What do you say to something like that? In my business, you can become a drunk, but you can’t become a head case.
Anyway, I’m not a head case. I just don’t care anymore.
Problem is, though, you say you’re not a head case, that’s denial, and denial means you must be a head case. So, I was now a head case. I let him stew.
You are in a whole fucking barrel of pickles, he said, and so am I in respect to your future here. So I’m going to tell you how it’s going to be.
How it was going to be was, in short, you’re fired. I’m not about to keep risking the agency’s reputation and my own putting you on assignments you’re just going to screw up. I’ve gone on long enough watching you try to get back in the game, and enough’s enough. I’m tired of getting burned. We’ll continue managing your stock, fair enough, but for assignments, you’re on your own. Nobody’s going to touch you at this stage. Even Canadian Press won’t have you shooting at their lousy seventy-five bucks a day.
Jack took many more words to say this than were strictly necessary. And throughout it all, all that was running through my head was Mick Jagger singing “Not Fade Away.”
“I’m a-gonna tell you how it’s gonna be,” sang Mick, in time with Jack’s recitation of my numerous shortcomings. Something here was fading away, all right, but I found that I didn’t really care. All things must pass. Fair enough. Get on with it.
One last thing, he said. At that point he’d already said entirely too many last things, none of them complimentary.
Don’t hock your cameras to buy booze, because if you ever do come up with a story, if you ever do get back on track, I will still be here.
That’s fair, I said. I felt I owed him that much. And the thing is I actually felt relief. Like a weigh
t had been lifted. It’s a cliché but it’s true.
You have an immortal fucking eye, Zane. You just need to find a reason to give a shit, he said.
After he hung up I put the phone down and walked over to the window and looked out at the city.
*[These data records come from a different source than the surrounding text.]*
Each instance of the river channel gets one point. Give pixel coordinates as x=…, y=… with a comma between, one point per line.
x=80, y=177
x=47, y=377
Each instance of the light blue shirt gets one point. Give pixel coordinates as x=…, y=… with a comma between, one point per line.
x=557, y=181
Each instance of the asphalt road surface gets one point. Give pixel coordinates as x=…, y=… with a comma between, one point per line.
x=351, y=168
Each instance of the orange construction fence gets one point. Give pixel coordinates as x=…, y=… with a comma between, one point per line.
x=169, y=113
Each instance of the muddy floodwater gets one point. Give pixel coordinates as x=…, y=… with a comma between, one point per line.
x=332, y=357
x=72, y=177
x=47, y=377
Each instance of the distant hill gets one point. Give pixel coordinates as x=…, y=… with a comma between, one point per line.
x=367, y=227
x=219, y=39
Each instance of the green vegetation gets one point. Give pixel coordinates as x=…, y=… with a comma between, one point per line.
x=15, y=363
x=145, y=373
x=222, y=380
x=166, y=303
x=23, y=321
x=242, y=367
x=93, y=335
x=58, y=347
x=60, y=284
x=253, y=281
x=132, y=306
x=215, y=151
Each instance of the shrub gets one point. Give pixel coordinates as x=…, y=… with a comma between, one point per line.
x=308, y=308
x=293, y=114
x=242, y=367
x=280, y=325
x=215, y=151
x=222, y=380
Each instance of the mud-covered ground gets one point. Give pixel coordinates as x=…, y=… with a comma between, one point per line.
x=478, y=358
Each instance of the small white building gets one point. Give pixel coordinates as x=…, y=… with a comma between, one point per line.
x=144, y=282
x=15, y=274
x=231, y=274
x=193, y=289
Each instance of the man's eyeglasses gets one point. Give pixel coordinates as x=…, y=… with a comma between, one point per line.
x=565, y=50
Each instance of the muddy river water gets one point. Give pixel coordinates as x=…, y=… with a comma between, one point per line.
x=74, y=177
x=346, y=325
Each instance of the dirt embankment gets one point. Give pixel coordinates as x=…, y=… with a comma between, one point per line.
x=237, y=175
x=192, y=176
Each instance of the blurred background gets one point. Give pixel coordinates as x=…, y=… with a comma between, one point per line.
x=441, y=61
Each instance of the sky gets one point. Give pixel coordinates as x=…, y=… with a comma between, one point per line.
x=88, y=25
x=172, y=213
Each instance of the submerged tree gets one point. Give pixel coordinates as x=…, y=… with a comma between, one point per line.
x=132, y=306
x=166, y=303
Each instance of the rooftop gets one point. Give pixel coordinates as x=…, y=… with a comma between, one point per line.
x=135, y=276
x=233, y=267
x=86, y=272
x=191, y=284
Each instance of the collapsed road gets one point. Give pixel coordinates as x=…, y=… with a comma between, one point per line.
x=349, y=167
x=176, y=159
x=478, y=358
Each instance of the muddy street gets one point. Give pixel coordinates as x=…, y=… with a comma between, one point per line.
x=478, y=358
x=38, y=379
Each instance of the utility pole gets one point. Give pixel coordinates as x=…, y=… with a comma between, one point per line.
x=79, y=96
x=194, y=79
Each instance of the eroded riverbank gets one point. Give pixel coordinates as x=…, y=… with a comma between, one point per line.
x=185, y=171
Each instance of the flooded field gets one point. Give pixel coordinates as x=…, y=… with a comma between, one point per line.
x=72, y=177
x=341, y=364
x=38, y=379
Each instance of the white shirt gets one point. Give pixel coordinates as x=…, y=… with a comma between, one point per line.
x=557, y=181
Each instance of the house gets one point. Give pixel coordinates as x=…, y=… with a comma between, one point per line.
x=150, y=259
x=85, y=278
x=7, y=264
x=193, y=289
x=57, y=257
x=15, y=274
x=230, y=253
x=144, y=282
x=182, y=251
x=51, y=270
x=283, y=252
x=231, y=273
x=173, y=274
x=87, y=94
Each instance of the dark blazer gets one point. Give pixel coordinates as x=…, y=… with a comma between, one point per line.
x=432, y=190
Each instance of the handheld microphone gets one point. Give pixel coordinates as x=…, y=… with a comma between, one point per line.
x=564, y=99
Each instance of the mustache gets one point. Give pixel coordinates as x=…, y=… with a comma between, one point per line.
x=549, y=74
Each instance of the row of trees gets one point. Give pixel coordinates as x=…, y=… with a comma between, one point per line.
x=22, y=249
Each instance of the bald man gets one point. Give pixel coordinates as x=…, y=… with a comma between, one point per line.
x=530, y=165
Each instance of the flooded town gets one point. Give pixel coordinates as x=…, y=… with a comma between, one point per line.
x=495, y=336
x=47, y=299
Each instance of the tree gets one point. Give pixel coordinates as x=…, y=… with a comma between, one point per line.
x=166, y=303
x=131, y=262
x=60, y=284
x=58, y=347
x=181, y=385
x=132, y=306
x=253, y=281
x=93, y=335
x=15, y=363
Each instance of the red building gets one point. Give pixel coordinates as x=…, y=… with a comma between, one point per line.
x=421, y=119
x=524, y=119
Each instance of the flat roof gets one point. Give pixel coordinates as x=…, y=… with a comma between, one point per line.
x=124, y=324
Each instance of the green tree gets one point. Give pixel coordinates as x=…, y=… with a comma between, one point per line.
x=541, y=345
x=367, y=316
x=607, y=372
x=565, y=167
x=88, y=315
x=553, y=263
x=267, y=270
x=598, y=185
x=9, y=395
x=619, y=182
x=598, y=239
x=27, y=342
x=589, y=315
I was living in a condo downtown, by the harbour, an expensive place with a view of the city, of the centre of all the bustle and rush that fires the hearts of those who are fully caught up in the blood sport of commerce. Everything that mattered was there, where everyone who mattered could see it. I looked out on that and it was as pointless as a hamster on its wheel.
I stood there for a while and probed, experimentally, at how it felt to be unemployed, like you might probe with your tongue at the socket of a pulled tooth, to determine if the painkillers were still doing their job.
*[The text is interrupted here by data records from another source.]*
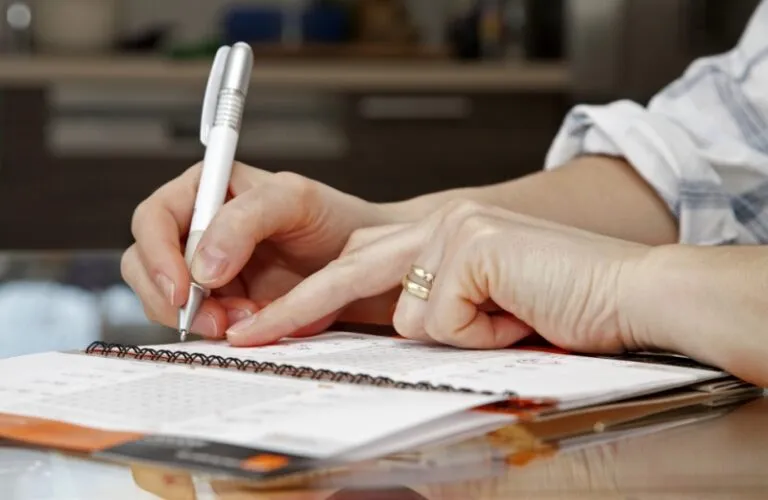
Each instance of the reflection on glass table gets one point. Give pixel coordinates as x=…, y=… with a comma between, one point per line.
x=66, y=300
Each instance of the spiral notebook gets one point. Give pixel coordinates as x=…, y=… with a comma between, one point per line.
x=534, y=375
x=303, y=404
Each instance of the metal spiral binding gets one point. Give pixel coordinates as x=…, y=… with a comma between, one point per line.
x=144, y=353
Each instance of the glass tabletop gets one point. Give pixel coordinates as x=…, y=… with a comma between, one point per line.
x=726, y=457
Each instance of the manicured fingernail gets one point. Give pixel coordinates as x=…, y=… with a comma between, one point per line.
x=241, y=327
x=236, y=315
x=166, y=286
x=205, y=325
x=208, y=264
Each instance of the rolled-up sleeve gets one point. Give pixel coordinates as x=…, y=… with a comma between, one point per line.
x=701, y=143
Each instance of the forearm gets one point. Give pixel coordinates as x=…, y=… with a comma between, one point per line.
x=598, y=194
x=710, y=303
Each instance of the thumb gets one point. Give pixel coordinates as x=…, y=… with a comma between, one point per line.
x=227, y=245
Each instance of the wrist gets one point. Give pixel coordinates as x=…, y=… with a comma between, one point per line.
x=643, y=290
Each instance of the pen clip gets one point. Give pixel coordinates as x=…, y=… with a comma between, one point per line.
x=211, y=98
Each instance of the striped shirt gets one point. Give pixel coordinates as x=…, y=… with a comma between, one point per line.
x=701, y=142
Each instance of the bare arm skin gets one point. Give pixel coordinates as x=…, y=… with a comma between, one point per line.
x=599, y=194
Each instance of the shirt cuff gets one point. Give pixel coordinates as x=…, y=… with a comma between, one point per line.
x=663, y=154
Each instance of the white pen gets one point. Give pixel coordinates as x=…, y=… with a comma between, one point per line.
x=222, y=116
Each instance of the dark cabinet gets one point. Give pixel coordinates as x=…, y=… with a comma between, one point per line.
x=400, y=145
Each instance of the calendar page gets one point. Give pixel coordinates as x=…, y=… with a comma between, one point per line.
x=300, y=417
x=568, y=379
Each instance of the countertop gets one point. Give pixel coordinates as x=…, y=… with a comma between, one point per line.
x=31, y=71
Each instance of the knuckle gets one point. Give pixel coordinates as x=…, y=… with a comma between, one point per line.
x=433, y=326
x=298, y=186
x=236, y=219
x=140, y=215
x=126, y=264
x=357, y=239
x=476, y=227
x=347, y=276
x=462, y=208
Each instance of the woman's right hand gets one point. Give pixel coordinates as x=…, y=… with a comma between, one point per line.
x=274, y=230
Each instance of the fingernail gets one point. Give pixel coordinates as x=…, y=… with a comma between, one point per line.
x=205, y=325
x=241, y=327
x=236, y=315
x=166, y=286
x=208, y=265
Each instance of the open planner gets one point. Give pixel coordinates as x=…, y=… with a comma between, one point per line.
x=305, y=404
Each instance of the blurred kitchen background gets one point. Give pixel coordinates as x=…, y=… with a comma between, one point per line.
x=386, y=99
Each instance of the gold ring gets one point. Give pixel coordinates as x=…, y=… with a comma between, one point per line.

Evening was coming on and the city was outlined in electric lights as the sky faded to a deep, dirty blue, with the last sunlight illuminating the glass of the tall buildings in gold. The evening crowd was moving in to hit the bars and theatres, tail lights streaming red down the Gardiner while the outbound stream of workaholics headed home, stockbrokers and lawyers and commodity traders, people who worked until dark each day to justify their salaries, seemingly for no reason other than to buy yachts which they could find time to use only once a year. Hamsters.
I didn’t have a yacht. Didn’t have much, in fact, other than an expensive downtown condo, a closet filled with cameras and lenses, an extensive collection of photography books, and the kind of expensive but minimalist furnishings that you set up to warn visitors that they’re now in the presence of Good Taste, just as the condo proclaimed that I was a Major Photographer, a success in a field in which most people survive, perforce, on ramen noodles. I was never one to accumulate things, mostly because with the life I led I had no time for them. The place was basically empty. I had spent twenty-two years on the hamster wheel for this.
Now, I was no longer a major photographer, at least, not in the current sense. Now I was a legacy. And it didn’t matter how hard I jammed my tongue into that bloody mess of gums. I didn’t feel a thing. I was done and that was fine by me.